Bartlett outlines his bill before Congress for keeping Social Security functioning

Plan calls for investing surplus in stock market

April 01, 1999|By Mary Maushard | Mary Maushard,SUN STAFF

U.S. Rep. Roscoe G. Bartlett outlined for constituents last night his plan to keep Social Security bringing in more money than it pays out until 2020, about six years longer than expected.

The plan -- actually a bill sponsored by Bartlett and two other congressmen -- would invest a small portion of what is considered surplus Social Security money in the stock market. It got a mixed reaction during a town meeting in Westminster.

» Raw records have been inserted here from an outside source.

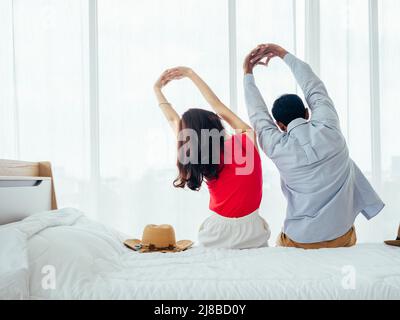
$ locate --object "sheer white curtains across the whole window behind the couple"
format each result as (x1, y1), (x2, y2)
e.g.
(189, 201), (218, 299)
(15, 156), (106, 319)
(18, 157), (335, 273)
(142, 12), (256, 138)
(0, 0), (400, 241)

The Republican Bartlett's primer on Social Security also sparked lively discussion about the problems with the federal retirement program and other government programs.

"It seems out of character for you to recommend a temporary fix," said Stanley Dill of Westminster, who would like the government to let wage-earners put the money deducted for Social Security into individual savings accounts.

"I don't think the government can invest as wisely as I can invest," added Dill, who said Bartlett's plan would create more bureaucracy to manage the program and result in additional costs to taxpayers.

Bartlett and two Democratic congressmen -- Ed Markey of Massachusetts and Earl Pomeroy of North Dakota -- have introduced the Social Security Investment Fund bill, a stopgap measure to keep money flowing to Social Security recipients until a solution to the anticipated shortfall can be found.

By gradually investing up to 15 percent of the Social Security taxes being collected but not paid out between now and 2014, the government could earn about 5 percent more in interest per year, which would add to the money being collected, said Bartlett, who represents the 6th District.

The government has said that Social Security may dry up altogether in 2034 -- or a few years later, according to estimates reflecting the booming economy -- because its trust fund will have been spent. Bartlett called the trust fund "a giant fraud" because it is filled with IOUs instead of dollars, which the government has been using for other needs.

"This bill is a good first step that buys us precious time. It gives us six more years to find a larger solution to the problem, and it takes the money out of Washington" so it cannot be spent, Bartlett said.

Charles Stanley of Eldersburg took a moderate view of the plan, which he said was new to him. "This is a step in the right direction," he said. "You take two steps forward and one step back and finally you get where you're going. What we've got now is terrible."

Others in the audience of about 25 suggested stopping Social Security payments in 2014 and doing away with all federal entitlement programs so that everyone could receive a small monthly "dividend" from the government, payable out of tax dollars.

"The good thing is we're now talking about Social Security," Bartlett said at the end of the hourlong give-and-take. "Two or three years ago no one would dare mention it."